Binalarda herkesin mümkün olduğunca aynı güzergahı ve aynı girişi kullanması esastır. Böylece, herkes için eşit kullanım sağlanırken ayırımcılık da önlenmiş olacaktır. Özel otomobilleriyle gelen çalışan engelliler için otopark alanında park yeri tahsis edilmeli ve büro erişimi güvenli bir şekilde sağlanmalıdır.

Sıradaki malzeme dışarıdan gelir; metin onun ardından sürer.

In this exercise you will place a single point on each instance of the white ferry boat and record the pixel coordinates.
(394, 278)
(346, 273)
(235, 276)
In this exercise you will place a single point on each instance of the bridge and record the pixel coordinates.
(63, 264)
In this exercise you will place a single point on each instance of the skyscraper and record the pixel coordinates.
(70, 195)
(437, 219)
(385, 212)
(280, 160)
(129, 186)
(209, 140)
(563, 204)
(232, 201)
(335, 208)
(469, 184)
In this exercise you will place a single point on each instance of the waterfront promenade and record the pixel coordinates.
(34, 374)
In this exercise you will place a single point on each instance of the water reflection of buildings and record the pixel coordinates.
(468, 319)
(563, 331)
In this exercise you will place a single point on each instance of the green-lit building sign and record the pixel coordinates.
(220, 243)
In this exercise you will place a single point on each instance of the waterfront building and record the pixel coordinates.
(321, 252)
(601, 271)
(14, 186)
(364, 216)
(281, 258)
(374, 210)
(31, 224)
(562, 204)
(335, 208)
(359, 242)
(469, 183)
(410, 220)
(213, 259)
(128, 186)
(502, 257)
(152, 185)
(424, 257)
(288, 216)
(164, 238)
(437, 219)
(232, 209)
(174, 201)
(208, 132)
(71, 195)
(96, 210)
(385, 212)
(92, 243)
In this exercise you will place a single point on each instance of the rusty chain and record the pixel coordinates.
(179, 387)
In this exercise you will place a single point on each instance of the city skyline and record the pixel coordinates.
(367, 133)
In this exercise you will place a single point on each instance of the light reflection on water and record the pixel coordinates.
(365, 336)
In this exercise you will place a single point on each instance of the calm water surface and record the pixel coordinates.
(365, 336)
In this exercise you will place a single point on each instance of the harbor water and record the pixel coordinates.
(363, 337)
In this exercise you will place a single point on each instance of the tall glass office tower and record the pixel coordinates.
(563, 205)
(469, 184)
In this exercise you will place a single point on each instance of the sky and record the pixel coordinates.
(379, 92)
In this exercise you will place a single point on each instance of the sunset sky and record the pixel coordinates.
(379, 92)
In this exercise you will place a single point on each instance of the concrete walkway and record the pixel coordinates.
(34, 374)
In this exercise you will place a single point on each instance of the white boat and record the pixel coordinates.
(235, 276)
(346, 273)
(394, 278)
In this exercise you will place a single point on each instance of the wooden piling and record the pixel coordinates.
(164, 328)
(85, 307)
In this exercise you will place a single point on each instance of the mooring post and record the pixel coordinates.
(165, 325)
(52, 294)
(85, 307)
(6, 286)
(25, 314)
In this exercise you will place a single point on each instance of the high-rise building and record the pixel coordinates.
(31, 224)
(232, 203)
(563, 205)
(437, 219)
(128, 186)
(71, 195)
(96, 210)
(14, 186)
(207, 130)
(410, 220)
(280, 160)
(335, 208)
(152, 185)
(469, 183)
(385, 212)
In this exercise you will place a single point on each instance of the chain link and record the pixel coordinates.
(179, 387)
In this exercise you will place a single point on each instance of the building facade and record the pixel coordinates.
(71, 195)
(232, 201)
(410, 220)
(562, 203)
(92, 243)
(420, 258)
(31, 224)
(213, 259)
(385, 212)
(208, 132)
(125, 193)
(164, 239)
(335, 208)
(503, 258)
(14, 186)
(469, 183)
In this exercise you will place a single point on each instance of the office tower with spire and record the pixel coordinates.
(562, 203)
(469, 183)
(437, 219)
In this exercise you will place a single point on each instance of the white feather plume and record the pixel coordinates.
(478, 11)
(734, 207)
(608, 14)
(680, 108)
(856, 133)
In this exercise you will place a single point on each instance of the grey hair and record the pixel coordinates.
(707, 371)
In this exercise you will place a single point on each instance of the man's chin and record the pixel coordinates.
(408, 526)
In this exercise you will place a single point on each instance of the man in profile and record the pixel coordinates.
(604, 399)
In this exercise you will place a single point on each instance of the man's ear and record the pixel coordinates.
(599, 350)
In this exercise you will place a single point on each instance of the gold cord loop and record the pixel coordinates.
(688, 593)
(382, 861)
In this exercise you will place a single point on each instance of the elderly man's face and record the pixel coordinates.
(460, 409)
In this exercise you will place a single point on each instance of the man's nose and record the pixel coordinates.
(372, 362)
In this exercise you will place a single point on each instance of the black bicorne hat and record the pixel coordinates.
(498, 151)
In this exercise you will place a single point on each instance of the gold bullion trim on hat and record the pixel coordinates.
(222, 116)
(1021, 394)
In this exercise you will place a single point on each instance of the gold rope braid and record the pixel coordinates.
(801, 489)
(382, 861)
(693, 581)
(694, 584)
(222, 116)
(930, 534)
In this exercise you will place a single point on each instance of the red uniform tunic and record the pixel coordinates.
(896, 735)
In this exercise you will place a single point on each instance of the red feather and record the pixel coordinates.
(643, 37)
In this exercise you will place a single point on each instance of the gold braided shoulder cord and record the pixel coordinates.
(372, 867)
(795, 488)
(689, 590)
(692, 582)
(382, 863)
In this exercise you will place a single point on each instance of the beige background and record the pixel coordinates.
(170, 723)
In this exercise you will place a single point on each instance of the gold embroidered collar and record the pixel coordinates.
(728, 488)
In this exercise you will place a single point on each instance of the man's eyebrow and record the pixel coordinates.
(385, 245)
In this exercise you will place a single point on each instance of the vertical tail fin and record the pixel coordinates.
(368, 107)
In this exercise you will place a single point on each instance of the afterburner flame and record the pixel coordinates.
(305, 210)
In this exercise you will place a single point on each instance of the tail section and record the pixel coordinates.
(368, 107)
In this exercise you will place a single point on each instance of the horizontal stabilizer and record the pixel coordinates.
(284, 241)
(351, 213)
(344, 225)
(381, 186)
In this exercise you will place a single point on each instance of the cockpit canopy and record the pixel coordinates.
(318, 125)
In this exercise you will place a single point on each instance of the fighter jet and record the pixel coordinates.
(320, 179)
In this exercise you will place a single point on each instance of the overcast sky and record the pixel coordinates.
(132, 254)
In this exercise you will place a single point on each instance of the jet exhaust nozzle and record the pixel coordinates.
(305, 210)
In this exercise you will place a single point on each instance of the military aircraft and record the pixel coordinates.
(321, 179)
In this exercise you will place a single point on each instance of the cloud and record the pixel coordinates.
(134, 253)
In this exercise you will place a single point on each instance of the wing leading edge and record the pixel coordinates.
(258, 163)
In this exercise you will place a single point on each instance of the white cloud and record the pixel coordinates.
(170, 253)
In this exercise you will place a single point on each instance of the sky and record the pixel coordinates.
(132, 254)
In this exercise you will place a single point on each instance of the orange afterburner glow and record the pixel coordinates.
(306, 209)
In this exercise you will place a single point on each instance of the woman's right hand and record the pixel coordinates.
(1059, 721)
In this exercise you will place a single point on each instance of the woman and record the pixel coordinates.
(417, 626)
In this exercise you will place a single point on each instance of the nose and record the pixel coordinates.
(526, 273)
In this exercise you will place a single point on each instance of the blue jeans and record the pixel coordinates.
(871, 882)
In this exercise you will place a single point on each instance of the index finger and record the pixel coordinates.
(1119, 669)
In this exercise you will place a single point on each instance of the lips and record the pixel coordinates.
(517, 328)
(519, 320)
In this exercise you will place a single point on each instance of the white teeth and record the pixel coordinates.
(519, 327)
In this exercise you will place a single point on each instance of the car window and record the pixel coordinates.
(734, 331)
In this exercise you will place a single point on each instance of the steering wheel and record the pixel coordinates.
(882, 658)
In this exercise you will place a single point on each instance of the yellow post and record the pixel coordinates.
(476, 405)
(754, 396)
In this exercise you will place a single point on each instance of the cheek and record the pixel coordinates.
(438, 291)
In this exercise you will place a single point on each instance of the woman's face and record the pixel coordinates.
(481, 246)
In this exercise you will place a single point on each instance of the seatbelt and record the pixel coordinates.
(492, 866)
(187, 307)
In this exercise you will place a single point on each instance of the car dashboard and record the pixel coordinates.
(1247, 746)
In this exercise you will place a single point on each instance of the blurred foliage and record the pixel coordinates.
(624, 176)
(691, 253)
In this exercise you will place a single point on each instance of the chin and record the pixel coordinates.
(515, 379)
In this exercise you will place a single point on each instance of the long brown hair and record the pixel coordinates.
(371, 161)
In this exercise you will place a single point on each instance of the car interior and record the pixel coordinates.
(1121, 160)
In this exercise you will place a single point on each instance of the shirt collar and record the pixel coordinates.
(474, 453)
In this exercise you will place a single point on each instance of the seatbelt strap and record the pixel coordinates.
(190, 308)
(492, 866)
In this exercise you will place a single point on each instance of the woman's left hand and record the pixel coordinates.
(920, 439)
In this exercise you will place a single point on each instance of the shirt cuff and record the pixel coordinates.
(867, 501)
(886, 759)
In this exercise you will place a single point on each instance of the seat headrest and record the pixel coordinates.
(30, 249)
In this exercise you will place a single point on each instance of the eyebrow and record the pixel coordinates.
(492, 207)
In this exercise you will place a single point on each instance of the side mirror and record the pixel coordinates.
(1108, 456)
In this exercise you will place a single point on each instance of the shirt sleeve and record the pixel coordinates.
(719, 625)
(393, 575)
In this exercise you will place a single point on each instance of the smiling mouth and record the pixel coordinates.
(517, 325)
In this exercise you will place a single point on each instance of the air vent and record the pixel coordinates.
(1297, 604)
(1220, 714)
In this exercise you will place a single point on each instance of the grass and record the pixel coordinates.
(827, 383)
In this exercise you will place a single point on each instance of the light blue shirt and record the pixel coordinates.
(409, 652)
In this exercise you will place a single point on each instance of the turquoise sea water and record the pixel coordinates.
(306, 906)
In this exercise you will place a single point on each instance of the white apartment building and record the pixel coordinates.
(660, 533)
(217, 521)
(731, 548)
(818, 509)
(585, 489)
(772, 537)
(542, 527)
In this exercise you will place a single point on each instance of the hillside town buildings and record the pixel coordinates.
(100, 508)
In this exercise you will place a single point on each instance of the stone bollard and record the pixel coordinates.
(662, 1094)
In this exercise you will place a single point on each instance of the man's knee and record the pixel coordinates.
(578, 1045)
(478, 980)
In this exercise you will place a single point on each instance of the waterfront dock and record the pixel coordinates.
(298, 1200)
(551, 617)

23.  Büro mekanlarında erişilebilirliğin ve kullanılabilirliğin sağlanması için yapılması gerekenler nelerdir?
Cevap: 
       Binalarda giriş güzergahları, giriş sahanlıkları, giriş kapıları, asansörler, merdivenler ve tuvaletler erişilebilir ve kullanılabilir olmalıdır.
       Binalar yalın ve kullanışlı planlara sahip olmalı, yatay dolaşım için herkes aynı güzergahı engelsiz olarak kullanmalıdır. 
       Düşey dolaşım için herkesin aynı güzergahı kullanmasının yanı sıra merdiven, rampa ya da asansörler standartlara uygun olmalıdır.
       Acil durumlarda kullanmak için herkes için algılanabilir ve belirgin acil çıkış/kaçış düzenlemeleri bulunmalıdır.
       Yürüyüş yüzeyleri kaymayı önleyici, sürtünme katsayısı yüksek malzemeyle, ıslanması muhtemel zeminler ise, sürtünme katsayısı yüksek malzeme ile döşenmelidir.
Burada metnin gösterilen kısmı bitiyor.